I spent an amazing weekend, talking, sharing, laughing & being doted on. Even the odd moments of silence were comfortable & relaxing. I discovered a whole lot more about Jacob, setting my feelings even more alight. It was almost a silly question to ask, 'where to from here?'
We have something very special to pursue.

I remember my Mum once telling me it was not just about how I may feel about someone, it was about how they made me feel about myself.

Now I understand.


Tuesday, 31 December 2013

I get to Live

My last post was in July. It's now the tippy-tail end of December... When did that happen!?

I suppose, in the smudge of my life that has been the past 5 months, I have been a little too busy to have given my blog a thought... I've moved house (again, I know), adopted a beautiful pain-in-the-ass puppy who I love death, taken on & tried a whole new range of things & had a smaller but still hugely intense breakdown.

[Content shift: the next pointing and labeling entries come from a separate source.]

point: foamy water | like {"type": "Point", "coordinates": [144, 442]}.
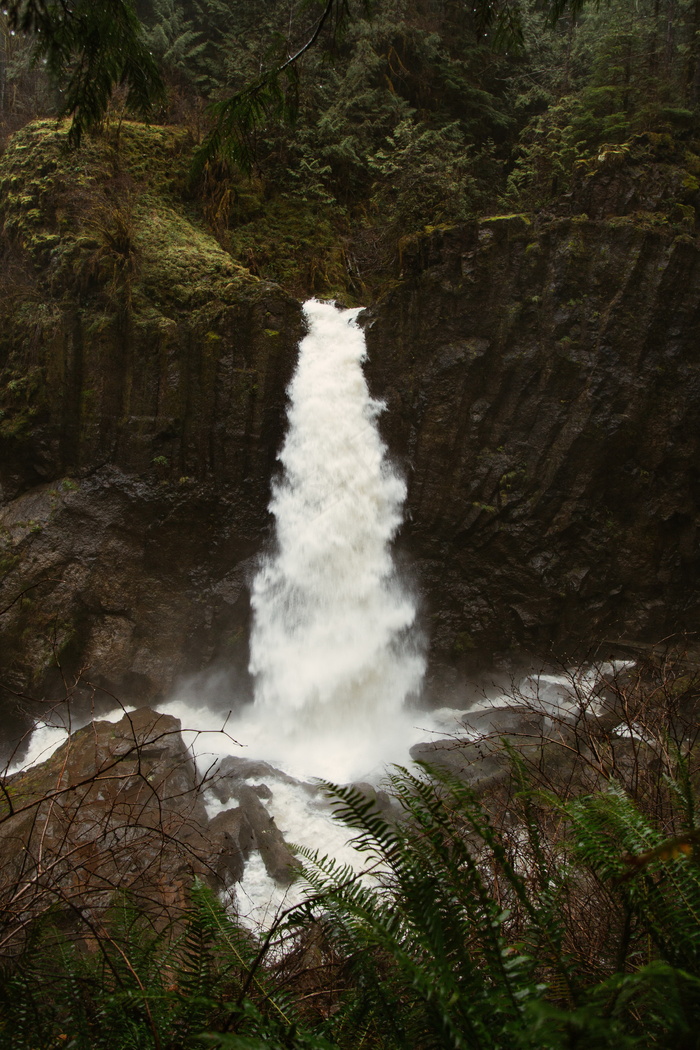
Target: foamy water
{"type": "Point", "coordinates": [332, 648]}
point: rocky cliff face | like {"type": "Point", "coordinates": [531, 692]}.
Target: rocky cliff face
{"type": "Point", "coordinates": [143, 398]}
{"type": "Point", "coordinates": [543, 392]}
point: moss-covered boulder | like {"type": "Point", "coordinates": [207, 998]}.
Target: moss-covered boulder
{"type": "Point", "coordinates": [142, 402]}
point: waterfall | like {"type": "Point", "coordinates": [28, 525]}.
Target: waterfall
{"type": "Point", "coordinates": [333, 646]}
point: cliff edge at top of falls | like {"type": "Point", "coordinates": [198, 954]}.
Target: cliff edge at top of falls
{"type": "Point", "coordinates": [543, 393]}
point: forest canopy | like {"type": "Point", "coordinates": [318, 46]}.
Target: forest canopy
{"type": "Point", "coordinates": [323, 133]}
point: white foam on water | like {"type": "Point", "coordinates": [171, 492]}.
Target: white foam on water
{"type": "Point", "coordinates": [333, 647]}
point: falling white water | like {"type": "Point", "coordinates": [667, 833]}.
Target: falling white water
{"type": "Point", "coordinates": [332, 649]}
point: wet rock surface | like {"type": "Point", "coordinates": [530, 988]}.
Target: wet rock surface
{"type": "Point", "coordinates": [543, 396]}
{"type": "Point", "coordinates": [120, 807]}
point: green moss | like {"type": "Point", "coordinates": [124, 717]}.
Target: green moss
{"type": "Point", "coordinates": [297, 244]}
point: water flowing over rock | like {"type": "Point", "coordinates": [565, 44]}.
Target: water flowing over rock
{"type": "Point", "coordinates": [331, 649]}
{"type": "Point", "coordinates": [544, 406]}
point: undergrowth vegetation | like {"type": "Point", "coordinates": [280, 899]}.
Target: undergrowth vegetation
{"type": "Point", "coordinates": [417, 114]}
{"type": "Point", "coordinates": [557, 909]}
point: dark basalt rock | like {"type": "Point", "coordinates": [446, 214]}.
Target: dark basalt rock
{"type": "Point", "coordinates": [543, 393]}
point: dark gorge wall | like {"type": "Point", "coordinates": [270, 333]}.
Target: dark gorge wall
{"type": "Point", "coordinates": [543, 393]}
{"type": "Point", "coordinates": [543, 384]}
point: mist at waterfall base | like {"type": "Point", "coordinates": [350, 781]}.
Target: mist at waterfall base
{"type": "Point", "coordinates": [334, 649]}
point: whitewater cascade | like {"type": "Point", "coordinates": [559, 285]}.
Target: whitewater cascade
{"type": "Point", "coordinates": [333, 646]}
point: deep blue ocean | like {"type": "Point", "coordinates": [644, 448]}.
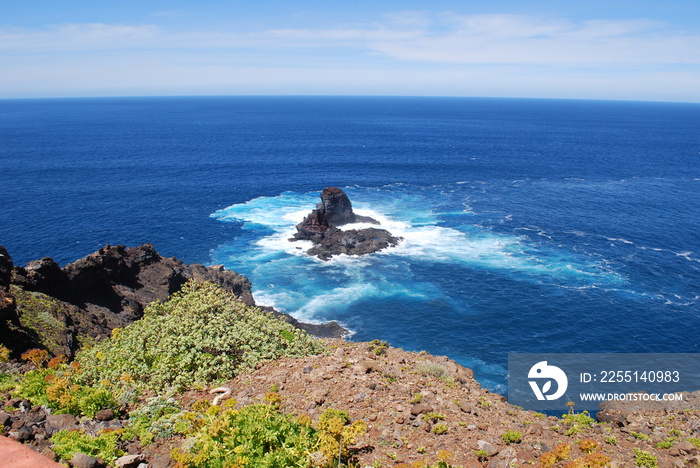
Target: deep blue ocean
{"type": "Point", "coordinates": [529, 225]}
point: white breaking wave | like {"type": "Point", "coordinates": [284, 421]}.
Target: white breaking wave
{"type": "Point", "coordinates": [423, 239]}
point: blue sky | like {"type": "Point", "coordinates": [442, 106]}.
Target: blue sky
{"type": "Point", "coordinates": [642, 50]}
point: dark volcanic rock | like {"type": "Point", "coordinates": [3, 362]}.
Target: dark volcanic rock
{"type": "Point", "coordinates": [108, 289]}
{"type": "Point", "coordinates": [7, 301]}
{"type": "Point", "coordinates": [321, 227]}
{"type": "Point", "coordinates": [338, 209]}
{"type": "Point", "coordinates": [62, 309]}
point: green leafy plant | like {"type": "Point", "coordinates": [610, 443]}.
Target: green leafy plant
{"type": "Point", "coordinates": [201, 334]}
{"type": "Point", "coordinates": [440, 429]}
{"type": "Point", "coordinates": [431, 368]}
{"type": "Point", "coordinates": [639, 436]}
{"type": "Point", "coordinates": [512, 437]}
{"type": "Point", "coordinates": [104, 446]}
{"type": "Point", "coordinates": [433, 416]}
{"type": "Point", "coordinates": [262, 436]}
{"type": "Point", "coordinates": [378, 347]}
{"type": "Point", "coordinates": [4, 354]}
{"type": "Point", "coordinates": [644, 458]}
{"type": "Point", "coordinates": [588, 445]}
{"type": "Point", "coordinates": [577, 422]}
{"type": "Point", "coordinates": [156, 418]}
{"type": "Point", "coordinates": [665, 444]}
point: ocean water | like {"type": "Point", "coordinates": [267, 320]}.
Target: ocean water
{"type": "Point", "coordinates": [528, 225]}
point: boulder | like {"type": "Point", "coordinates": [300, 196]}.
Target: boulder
{"type": "Point", "coordinates": [321, 227]}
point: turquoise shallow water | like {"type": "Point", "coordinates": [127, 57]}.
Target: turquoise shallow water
{"type": "Point", "coordinates": [529, 225]}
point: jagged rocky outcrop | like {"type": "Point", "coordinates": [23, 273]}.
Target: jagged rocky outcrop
{"type": "Point", "coordinates": [60, 309]}
{"type": "Point", "coordinates": [321, 227]}
{"type": "Point", "coordinates": [7, 301]}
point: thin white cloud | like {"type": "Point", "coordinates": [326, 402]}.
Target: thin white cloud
{"type": "Point", "coordinates": [400, 53]}
{"type": "Point", "coordinates": [410, 36]}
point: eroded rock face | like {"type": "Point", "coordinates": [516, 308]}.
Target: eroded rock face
{"type": "Point", "coordinates": [7, 302]}
{"type": "Point", "coordinates": [321, 227]}
{"type": "Point", "coordinates": [107, 289]}
{"type": "Point", "coordinates": [60, 309]}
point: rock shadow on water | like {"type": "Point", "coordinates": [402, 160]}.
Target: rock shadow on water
{"type": "Point", "coordinates": [322, 227]}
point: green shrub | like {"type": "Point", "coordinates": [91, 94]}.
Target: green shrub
{"type": "Point", "coordinates": [665, 444]}
{"type": "Point", "coordinates": [104, 446]}
{"type": "Point", "coordinates": [433, 416]}
{"type": "Point", "coordinates": [431, 368]}
{"type": "Point", "coordinates": [440, 429]}
{"type": "Point", "coordinates": [200, 335]}
{"type": "Point", "coordinates": [155, 419]}
{"type": "Point", "coordinates": [262, 436]}
{"type": "Point", "coordinates": [512, 437]}
{"type": "Point", "coordinates": [55, 388]}
{"type": "Point", "coordinates": [644, 458]}
{"type": "Point", "coordinates": [577, 422]}
{"type": "Point", "coordinates": [8, 382]}
{"type": "Point", "coordinates": [33, 385]}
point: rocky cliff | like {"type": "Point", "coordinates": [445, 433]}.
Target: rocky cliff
{"type": "Point", "coordinates": [321, 227]}
{"type": "Point", "coordinates": [44, 305]}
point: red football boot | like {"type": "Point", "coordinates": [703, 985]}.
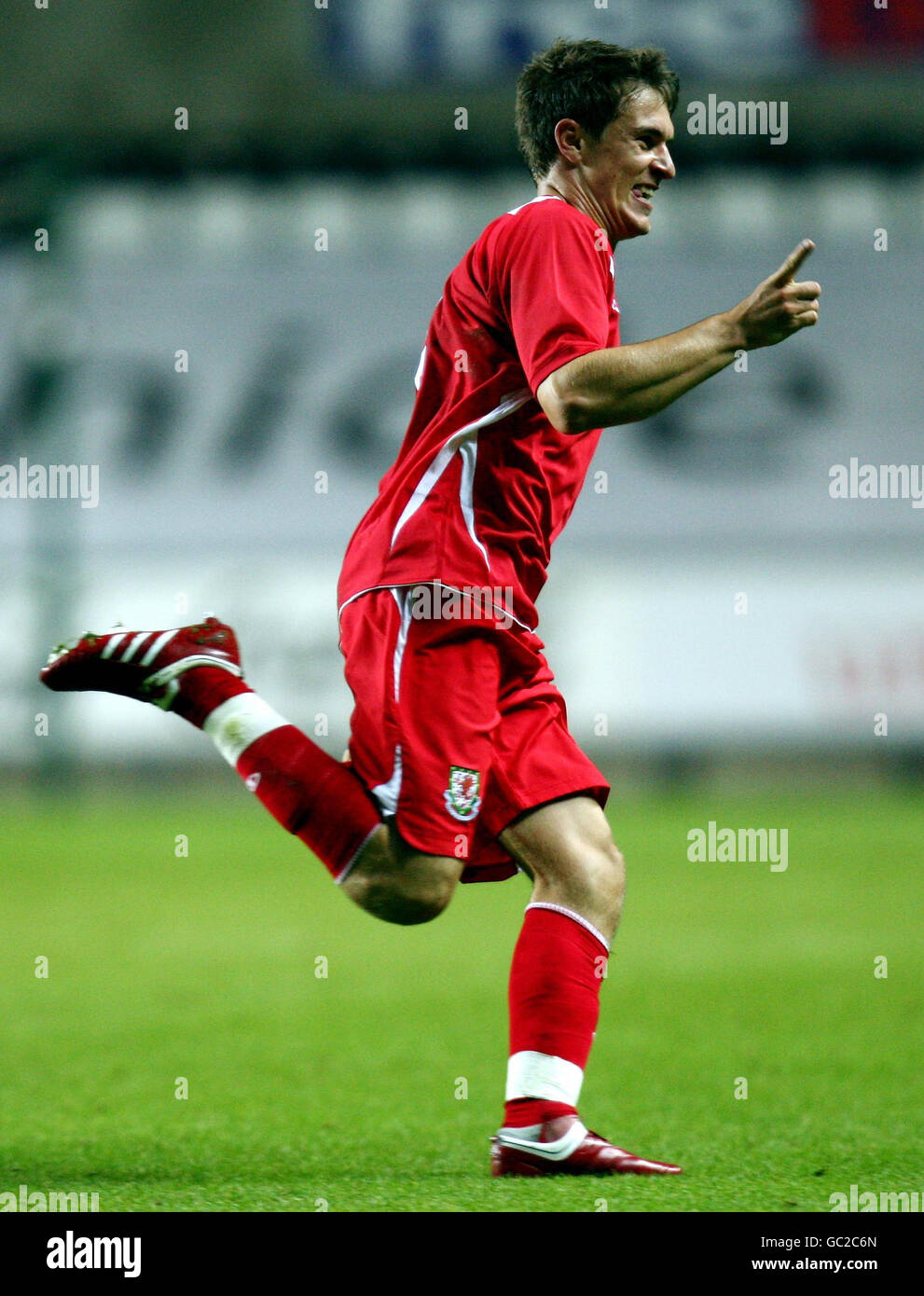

Almost this time last year, I wrote a blog. It was inspired by the fact that I simply made it through 2012 & in doing so, I had hope that 2013 would be different for me.
It was & it wasn't - I was sometimes swimming in Lemonade & other times puckering on the sour, seemingly endless taste of pure Lemon...

With all that I have learnt in the past 12 months (that seems more like an entire decade) I can simply say this - 2014 is mine.

There are a whole lot of things that happen every day, every month, every year that will get me down, and sometimes crush every desire I have to simply keep going.
I'm certainly not immune to them - just this past Christmas Day I had a wonderful little anxiety attack, no trigger that I could recall, I just couldn't stop moving my hands & felt constantly uncomfortable.
I went to take a relaxant and found I had none in my bag - then the REAL panic started. What if it didn't stop?
Big sister to the rescue with some natural herbal drops that done all that I needed them to do - took the edge off so I could focus.

So I'm sure you're thinking it: This late in the game & I'm having panic attacks over seemingly nothing, yet I'm optimistic about the New Year that is now only hours upon us?

Hell Yes.

So what's different?

It has taken me almost 5 years to come to full terms with my depression & anxiety... but now that I know it's there & know how to control it (mostly), I have more strength & determination than I could ever have hoped for.

I'm going to slip back. A new number on a year won't change that, but the me that has gotten through the 2012 from the depths of hell, to a not much better 2013, has a new coat of armor, ready to take whatever 2014 has to throw at me.

At the moment it is already shaping up to be a better year & a start to something really new & fresh. Something I haven't had for the start of a New Year before.

Hence this post - I am happy. Plus... I have a few very special things to look forward to:

  • Unless my sister has an extremely quick & easy labour in the next 4 hours - I will become an Aunt to my 6th beautiful little niece within the next week.
  • I will see my first overseas plane trip, finally see snow & get to spend that special experience with my Mum.
  • I will see my longest friend, of 18 + years now, walk down the aisle & marry the man of her dreams. I will be privileged enough to watch from the perspective of a bridesmaid.
Among these 3 very special, very big life events, I will do much much more. I will drive with the windows down. Sing at the top of my lungs. Get sandy feet at the beach. Lose myself in a new book. I'll smell the fresh cut of the grass when I mow the lawn. I will go out with my friends, confide in & listen to everything they have to say. I'll watch Nelson, my favourite furchild, wag his tail madly when I get home from work. I will watch my other 5 nieces, 6 nephews & 1 step-nephew grow & change. I will get to see my sisters & brothers, talk to them, laugh with them, cry with them. I will get to enjoy & spoil my Mum as much as I can. I will get to live every day of my life as best as I can. I am truly blessed.

To all of my family & friends. I love you more than I can put into words. I hope the new year brings you all everything you wish for. I hope that you can make it yours & live every single day just as you want.